3.33 Theorems
\[\sum_{i=0}^n (x_i-\bar x)=0\]
\[\sum_{i=0}^n f_i(x_i-\bar x)=0\]
\[\sum_{i=1}^n (x_i-\bar x)^2 \lt \sum_{i=1}^n (x_i-a)^2; a\ne\bar x\]
\[\sum_{i=1}^n f_i(x_i-\bar x)^2 \lt \sum_{i=1}^n f_i(x_i-a)^2; a\ne\bar x\]
(AM~origin & scale)
Prove that AM depends on origin and scale Use frequency as well i.e,
- \[\bar x=\frac {\sum_{i=1}^nx_i}{n}\]
- \[\bar x=\frac {\sum_{i=1}^n f_ix_i}{n}\]
If the GM of \(n_1\) va;ues is \(G_1\), and of \(n_2\) values is \(G_2\), show GM of \(n_1+n_2\) values is \(G=\sqrt{G_1G_2}\)

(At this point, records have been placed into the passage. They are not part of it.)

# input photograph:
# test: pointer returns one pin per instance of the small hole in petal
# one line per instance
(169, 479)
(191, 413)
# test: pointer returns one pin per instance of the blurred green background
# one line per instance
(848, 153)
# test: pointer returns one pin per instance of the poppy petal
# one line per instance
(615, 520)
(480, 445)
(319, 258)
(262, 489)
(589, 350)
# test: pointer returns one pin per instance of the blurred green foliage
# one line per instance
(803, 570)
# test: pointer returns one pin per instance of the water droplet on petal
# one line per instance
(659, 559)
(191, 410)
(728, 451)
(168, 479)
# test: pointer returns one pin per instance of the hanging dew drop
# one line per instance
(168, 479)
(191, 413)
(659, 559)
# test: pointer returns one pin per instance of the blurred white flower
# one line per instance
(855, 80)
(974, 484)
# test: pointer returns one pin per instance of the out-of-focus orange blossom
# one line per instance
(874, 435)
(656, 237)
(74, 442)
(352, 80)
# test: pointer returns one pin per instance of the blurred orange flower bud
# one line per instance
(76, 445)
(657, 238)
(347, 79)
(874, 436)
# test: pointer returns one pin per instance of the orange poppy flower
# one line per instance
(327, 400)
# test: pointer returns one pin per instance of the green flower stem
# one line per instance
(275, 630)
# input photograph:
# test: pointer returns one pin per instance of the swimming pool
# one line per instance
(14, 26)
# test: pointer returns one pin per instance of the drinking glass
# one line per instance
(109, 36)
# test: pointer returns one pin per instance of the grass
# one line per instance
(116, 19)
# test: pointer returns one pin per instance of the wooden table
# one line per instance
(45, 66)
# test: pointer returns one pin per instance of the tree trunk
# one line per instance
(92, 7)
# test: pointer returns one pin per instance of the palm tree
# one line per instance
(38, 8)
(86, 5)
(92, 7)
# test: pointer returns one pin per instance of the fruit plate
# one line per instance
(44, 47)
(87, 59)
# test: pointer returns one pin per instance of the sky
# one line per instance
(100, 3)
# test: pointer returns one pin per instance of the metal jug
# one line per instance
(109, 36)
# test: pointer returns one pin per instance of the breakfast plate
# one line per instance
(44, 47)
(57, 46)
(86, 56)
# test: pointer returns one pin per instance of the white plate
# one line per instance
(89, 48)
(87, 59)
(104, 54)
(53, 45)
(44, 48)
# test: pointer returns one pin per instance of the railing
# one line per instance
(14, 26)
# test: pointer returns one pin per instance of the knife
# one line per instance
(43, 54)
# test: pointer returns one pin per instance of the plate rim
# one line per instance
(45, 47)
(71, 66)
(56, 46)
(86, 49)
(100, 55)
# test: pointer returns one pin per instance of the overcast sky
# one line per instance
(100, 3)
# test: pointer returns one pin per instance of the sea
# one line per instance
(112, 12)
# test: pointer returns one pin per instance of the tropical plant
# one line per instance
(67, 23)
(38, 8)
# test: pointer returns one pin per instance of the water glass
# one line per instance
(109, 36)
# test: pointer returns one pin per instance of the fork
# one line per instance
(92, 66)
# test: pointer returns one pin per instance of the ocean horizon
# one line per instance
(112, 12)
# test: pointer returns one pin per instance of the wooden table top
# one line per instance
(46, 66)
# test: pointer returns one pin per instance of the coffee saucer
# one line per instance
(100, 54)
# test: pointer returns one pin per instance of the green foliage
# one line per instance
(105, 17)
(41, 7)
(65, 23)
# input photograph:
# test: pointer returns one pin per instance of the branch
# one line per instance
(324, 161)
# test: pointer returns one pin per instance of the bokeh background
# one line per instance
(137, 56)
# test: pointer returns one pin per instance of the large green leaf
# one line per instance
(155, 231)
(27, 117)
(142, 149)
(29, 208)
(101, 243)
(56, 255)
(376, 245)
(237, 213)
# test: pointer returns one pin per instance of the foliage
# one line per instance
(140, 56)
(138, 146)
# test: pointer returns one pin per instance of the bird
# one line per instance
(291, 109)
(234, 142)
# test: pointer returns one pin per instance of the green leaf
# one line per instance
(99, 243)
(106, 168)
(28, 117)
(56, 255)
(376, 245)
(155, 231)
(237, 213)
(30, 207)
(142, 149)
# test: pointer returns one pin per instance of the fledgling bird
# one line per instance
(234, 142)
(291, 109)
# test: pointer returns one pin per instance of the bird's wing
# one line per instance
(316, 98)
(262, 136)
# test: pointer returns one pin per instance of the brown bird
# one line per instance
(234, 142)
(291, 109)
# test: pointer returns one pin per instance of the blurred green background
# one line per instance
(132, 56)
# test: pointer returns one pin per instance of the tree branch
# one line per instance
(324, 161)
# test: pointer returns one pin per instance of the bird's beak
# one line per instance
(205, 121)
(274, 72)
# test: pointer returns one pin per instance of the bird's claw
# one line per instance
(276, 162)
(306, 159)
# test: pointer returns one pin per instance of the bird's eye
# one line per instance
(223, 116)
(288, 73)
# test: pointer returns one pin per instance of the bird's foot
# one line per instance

For two non-zero positive numbers, prove \(AM \ge GM \ge HM\)
Let, the numbers be a, b
\(\therefore AM = \frac{a+b}{2}\)
\(GM = \sqrt{ab}\)
\(HM = \frac{2}{\frac 1 a +\frac 1 b}\)We know, \[\begin{eqnarray} & &(a-b)^2\ge 0 \nonumber \\ & \Rightarrow & (a+b)^2-4ab \ge 0 \nonumber \\ & \Rightarrow & (a+b)^2 \ge 4ab \nonumber \\ & \Rightarrow & (a+b) \ge 2 \sqrt{ab} \nonumber \\ & \Rightarrow & \frac{a+b} 2 \ge \sqrt{ab} \nonumber \\ & \Rightarrow & AM \ge GM \nonumber \\ \end{eqnarray}\]Similarly, \[\begin{eqnarray} & &(\frac{1}{a}-\frac{1}{b})^2\ge 0 \nonumber \\ & \Rightarrow & (\frac{1}{a}+\frac{1}{b})^2 -4 \cdot \frac 1 a \cdot \frac 1 b\ge 0 \nonumber \\ & \Rightarrow & (\frac{1}{a}+\frac{1}{b})^2\ge \frac 4 {ab} \nonumber \\ & \Rightarrow & (\frac{1}{a}+\frac{1}{b}) \ge \frac 2 {\sqrt{ab}} \nonumber \\ & \Rightarrow & \sqrt{ab}(\frac{1}{a}+\frac{1}{b}) \ge 2 \nonumber \\ & \Rightarrow & \sqrt{ab} \ge \frac{2}{(\frac{1}{a}+\frac{1}{b})} \nonumber \\ & \Rightarrow & GM \ge HM \nonumber \\ \end{eqnarray}\]For two non-zero positive numbers, \(AM \times HM =(GM)^2\)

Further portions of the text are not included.